Eine dermatologische Untersuchung ist besonders wichtig, wenn die Stellen plötzlich entstehen, ungewöhnlich aussehen oder trotz geeigneter Behandlung bleiben. Nässende Krusten, Schmerzen, Eiter, starke Schwellungen, Fieber oder kreisrunder Haarausfall passen nicht zu einem unkomplizierten Verlauf und gehören zeitnah abgeklärt.
So lässt sich der nächste Schub besser vermeiden
Ein kleines Symptomtagebuch kann überraschend nützlich sein. Notiere für vier bis sechs Wochen, wann Rötung und Schuppen auftreten, welche Produkte du verwendest und ob Stress, Schlafmangel oder kaltes Wetter eine Rolle spielen.
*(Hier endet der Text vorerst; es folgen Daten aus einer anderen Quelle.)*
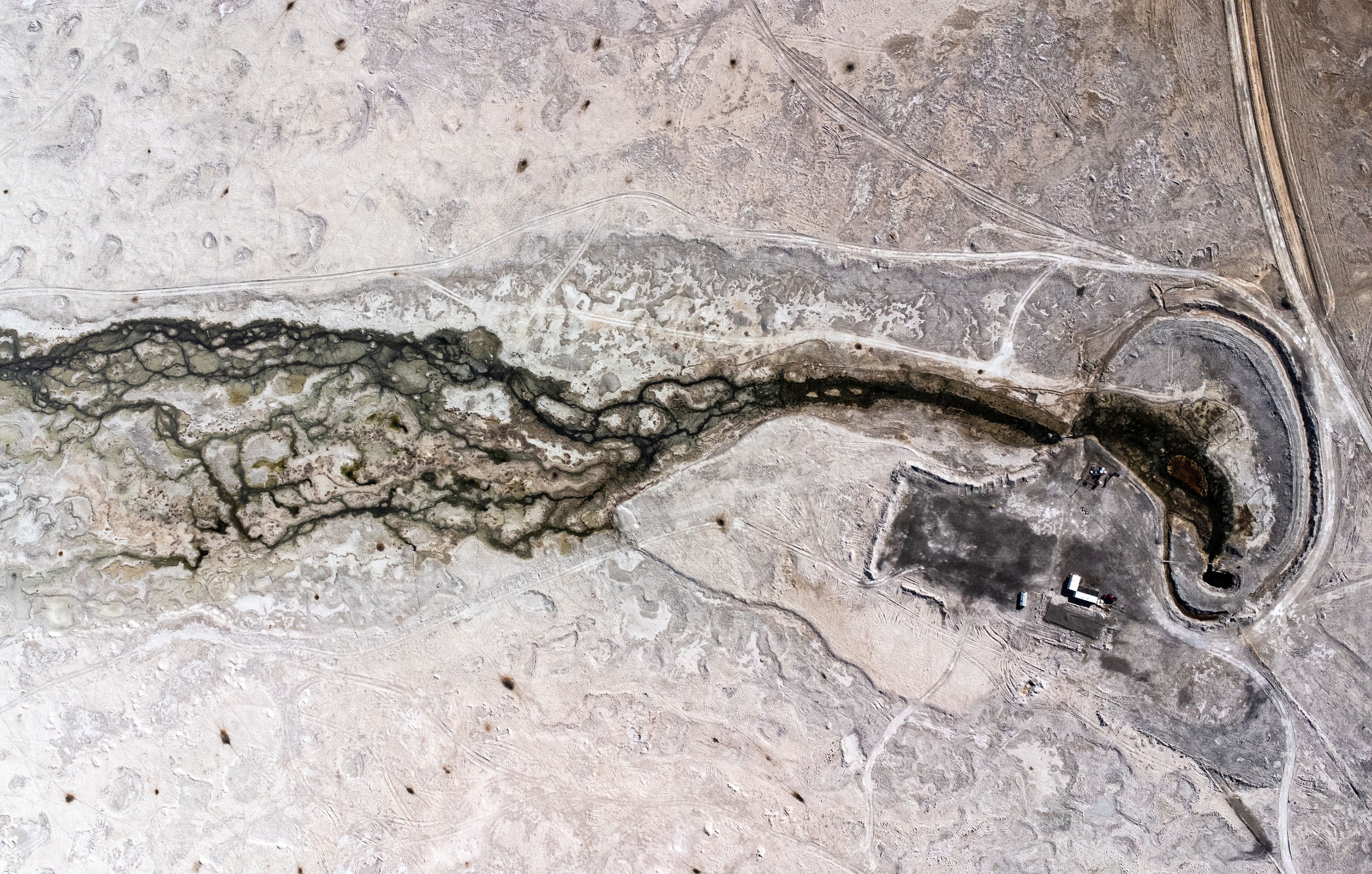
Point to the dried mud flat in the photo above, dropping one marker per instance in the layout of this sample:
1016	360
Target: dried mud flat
743	437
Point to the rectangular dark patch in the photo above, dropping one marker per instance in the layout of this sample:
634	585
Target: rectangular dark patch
1076	620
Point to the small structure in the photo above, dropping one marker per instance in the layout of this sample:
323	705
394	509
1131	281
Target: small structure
1079	595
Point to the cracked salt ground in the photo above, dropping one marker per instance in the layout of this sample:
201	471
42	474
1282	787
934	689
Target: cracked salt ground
658	437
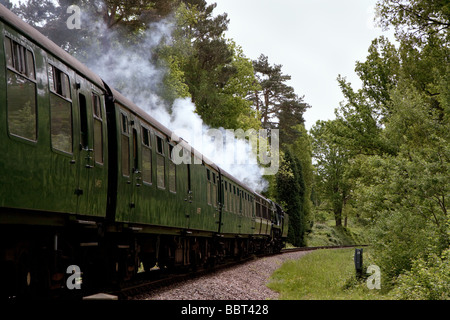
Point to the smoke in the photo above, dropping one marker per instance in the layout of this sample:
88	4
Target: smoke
130	70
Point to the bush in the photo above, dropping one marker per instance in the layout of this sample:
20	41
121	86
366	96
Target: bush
429	279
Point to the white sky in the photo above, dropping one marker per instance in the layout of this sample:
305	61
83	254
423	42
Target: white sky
314	40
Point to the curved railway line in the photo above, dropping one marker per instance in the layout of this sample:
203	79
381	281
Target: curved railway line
158	279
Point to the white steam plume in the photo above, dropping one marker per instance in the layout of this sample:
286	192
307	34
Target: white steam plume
130	71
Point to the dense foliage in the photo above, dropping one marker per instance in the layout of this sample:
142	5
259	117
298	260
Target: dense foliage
390	147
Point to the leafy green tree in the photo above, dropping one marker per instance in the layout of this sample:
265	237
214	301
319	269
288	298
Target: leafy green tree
290	192
331	162
277	102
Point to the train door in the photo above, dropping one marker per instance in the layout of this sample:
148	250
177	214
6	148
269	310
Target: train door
92	172
189	197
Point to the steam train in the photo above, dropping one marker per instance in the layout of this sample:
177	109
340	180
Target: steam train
88	179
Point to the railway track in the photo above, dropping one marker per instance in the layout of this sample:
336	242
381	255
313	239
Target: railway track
158	279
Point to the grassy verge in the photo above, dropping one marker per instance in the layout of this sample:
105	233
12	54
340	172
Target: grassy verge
323	275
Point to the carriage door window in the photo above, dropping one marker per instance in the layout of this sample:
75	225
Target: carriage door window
84	141
208	186
160	163
146	156
21	90
60	110
172	171
98	128
125	145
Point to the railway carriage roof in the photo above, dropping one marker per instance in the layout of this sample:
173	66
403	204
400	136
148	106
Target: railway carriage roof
35	36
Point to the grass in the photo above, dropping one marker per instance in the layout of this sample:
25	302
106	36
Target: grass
326	234
322	275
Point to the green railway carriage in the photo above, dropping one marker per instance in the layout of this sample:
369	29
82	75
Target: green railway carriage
53	137
87	178
152	190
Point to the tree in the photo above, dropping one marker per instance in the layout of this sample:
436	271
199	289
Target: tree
332	161
277	102
290	192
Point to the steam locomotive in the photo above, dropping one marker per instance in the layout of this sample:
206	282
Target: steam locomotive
88	180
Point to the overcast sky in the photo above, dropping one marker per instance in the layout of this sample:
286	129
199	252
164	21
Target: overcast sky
314	40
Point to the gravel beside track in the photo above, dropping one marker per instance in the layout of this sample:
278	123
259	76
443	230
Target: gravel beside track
242	282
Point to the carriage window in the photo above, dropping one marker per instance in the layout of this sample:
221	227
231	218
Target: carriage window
125	146
21	91
146	156
160	163
98	128
208	186
19	58
59	82
172	172
60	110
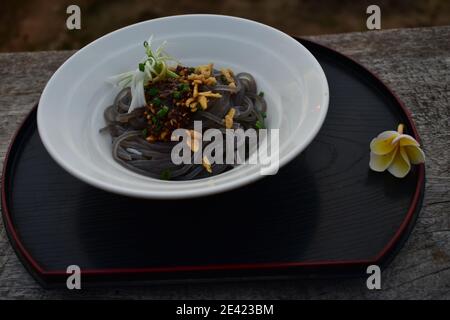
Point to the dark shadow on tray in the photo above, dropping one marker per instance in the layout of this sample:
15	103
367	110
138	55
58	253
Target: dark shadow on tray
268	221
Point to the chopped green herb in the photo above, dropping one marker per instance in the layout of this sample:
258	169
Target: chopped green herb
156	102
259	125
153	91
176	95
162	112
165	174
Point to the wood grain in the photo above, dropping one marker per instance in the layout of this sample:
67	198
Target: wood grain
415	63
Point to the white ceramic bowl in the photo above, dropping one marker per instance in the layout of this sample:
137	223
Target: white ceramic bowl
71	107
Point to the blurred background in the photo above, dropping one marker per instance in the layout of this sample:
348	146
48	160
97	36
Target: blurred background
41	24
So erkennst du persönliche Auslöser, ohne vorschnell ganze Lebensmittelgruppen oder Kosmetikprodukte zu verbieten.
- Wasche die Kopfhaut regelmäßig, aber ohne aggressives Schrubben.
- Spüle Shampoo gründlich aus und trockne die Haut vorsichtig.
- Vermeide sehr heißes Wasser und stark parfümierte Pflege.
- Reinige Bürsten, Rasierer und Kissenbezüge regelmäßig.
- Beginne eine ärztlich empfohlene Erhaltungsroutine, sobald der akute Schub abgeklungen ist.
Mehr Waschen ist nicht immer besser, weniger Waschen aber ebenfalls nicht automatisch. Entscheidend ist, dass die Kopfhaut sauber bleibt, ohne dass die Hautbarriere durch tägliche Reizung weiter geschwächt wird. Bei starkem Juckreiz hilft es eher, die Entzündung zu behandeln, als die Schuppen immer wieder mechanisch zu entfernen.
Was die Haut langfristig ruhiger werden lässt
Bei dieser Erkrankung gewinnt meist die unspektakuläre Lösung. Eine milde Reinigung, gezielte Wirkstoffpflege und ein klarer Plan für Rückfälle bringen oft mehr als eine umfangreiche Sammlung natürlicher Öle, Peelings und Spezialseren.
Natürliche Hautpflege kann die Routine ergänzen, ersetzt bei entzündlichen oder wiederkehrenden Beschwerden aber nicht automatisch eine medizinische Behandlung. Wenn die Haut trotz konsequenter Pflege nach einigen Wochen nicht ruhiger wird, solltest du die Diagnose in einer dermatologischen Praxis prüfen lassen. So vermeidest du langes Experimentieren und gibst deiner Haut die beste Chance, stabil zu bleiben.